At this point, TExMap takes over storing IDs - which is where it becomes tricky: with enough threads running, ROOT can actually run into problems because it doesn’t expect to see objects from the TProcessID table anymore but assumes they are all in TExMap - and fails at recursive delete, here: ROOT: core/base/src/TProcessID.cxx Source File (l417)
So my question is: how can we safely reset the object count in a multithreaded environment without halting all threads?
Maybe some additional information: all TObjects we create are thread-local only and not shared among threads. While in principle this greatly simplifies the situation - it doesn’t because there is no way I can tell ROOT about this.

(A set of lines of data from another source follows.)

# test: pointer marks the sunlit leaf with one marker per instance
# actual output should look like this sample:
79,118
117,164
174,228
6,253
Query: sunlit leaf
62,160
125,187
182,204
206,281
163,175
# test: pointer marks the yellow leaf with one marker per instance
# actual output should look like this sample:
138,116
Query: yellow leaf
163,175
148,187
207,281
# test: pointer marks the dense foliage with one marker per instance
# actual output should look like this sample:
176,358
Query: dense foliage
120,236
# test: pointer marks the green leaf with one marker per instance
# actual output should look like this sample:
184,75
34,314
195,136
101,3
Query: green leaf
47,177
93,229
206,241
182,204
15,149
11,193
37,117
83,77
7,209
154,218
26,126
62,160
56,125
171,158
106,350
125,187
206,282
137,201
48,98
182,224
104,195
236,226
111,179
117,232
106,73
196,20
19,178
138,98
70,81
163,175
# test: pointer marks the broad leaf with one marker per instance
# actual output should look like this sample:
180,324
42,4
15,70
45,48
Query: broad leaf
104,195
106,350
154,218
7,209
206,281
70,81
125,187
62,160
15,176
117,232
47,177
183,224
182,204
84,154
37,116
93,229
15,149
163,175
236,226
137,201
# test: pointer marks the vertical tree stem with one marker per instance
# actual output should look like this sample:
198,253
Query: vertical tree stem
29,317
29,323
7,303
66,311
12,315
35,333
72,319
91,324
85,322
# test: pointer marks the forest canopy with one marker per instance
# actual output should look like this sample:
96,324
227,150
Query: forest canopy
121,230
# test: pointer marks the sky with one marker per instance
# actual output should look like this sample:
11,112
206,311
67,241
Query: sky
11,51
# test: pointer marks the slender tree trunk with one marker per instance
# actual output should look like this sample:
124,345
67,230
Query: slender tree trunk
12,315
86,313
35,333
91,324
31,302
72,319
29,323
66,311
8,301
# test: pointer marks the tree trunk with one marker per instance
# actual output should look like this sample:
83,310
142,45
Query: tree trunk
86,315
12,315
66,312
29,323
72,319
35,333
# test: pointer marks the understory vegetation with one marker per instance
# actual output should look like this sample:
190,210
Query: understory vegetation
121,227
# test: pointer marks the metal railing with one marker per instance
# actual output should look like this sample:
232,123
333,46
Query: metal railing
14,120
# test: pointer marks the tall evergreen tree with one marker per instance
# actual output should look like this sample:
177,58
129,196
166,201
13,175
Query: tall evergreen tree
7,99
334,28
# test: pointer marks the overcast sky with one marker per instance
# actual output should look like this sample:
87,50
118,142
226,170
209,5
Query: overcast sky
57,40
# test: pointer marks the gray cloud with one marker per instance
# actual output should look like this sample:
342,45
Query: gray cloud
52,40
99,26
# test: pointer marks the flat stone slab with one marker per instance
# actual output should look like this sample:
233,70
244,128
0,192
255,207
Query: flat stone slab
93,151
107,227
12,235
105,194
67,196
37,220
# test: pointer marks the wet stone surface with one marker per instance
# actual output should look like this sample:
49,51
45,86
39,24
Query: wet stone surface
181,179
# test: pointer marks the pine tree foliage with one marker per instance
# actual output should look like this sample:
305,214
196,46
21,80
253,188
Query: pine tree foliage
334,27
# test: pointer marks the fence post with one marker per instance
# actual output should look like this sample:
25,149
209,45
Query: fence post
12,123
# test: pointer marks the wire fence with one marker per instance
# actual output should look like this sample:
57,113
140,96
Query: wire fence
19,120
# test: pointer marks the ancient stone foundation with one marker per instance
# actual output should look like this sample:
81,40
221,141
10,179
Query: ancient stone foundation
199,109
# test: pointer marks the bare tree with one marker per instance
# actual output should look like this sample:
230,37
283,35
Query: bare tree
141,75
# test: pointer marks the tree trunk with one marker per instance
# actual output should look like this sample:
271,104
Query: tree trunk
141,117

Maybe, as one option, would it me possible to use the TExMap directly from the start? At least then we don’t fall into the table-switching-invalidates-pointers trap.
So I guess there is no better way? What is the size limit on the TExMap system then?
How does it fail?
As soon as one object is allocated in the TExMap system, ROOT is lead to believe that all objects are present there and upon deletion try to remove them from that place, see:
The problem here is that it doesn’t check if the object actually resides in the table but simply attempts to delete it - which leads to a segfault upon destruction of the object if it actually is accounted for in the TProcessID table system.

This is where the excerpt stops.